Been reading a bit of this, a bit of that.

Mortal Sun's by Tanith Lee. I'm about a third of the way through. This is an intermediate Lee, not as relatively accessible as The Silver Metal Lover, but not as obtuse as, say, Blood of Roses. It's a classical Greece, or possibly Egyptian flavored fantasy, though perhaps more of a fictional memoir than Ye Olde Quest For Found Family. As is typical the prose is beautiful, the plot inexplicable, and awful things constantly happen for no intelligible reason. Good, but definitely am inessential entry in Lee's canon.

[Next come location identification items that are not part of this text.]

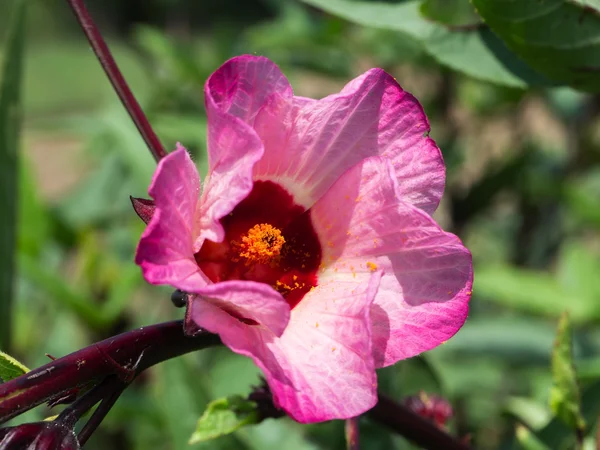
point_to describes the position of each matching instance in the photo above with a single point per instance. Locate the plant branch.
(71, 415)
(100, 413)
(116, 78)
(117, 360)
(125, 355)
(413, 427)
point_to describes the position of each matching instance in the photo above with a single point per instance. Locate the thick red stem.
(125, 355)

Hunting for something a bit easier, I started Lethe by Tricia Sullivan, which I grabbed during a used book harvest some months ago because it's called Lethe and I'm a sucker for classical allusion, and also there's a naked lady swimming in a tank of green sci-fi water with background dolphins on the cover. That suggests either schlock or existentialist woo, and in my endless quest for weird I'm down for either.

It's certainly weird. Within the first few chapters we get gene-altering virus warfare, animal- human hybridization, super intelligent dolphins, regular humans living in a giant reservation building for their own survival, under a government made up of networked brains in tanks. Even if the narrative turns out to be conventional (and u rather doubt that), at least the set dressing is bizarre.

Also my copy of Battleship Bismarck: A Design and Operational History arrived the other day. At something like 9 pounds and 500 pages summarizing the authors' literal half century of research, it should keep me busy for a while. Assuming the sheer mass of the thing doesn't pulverize me.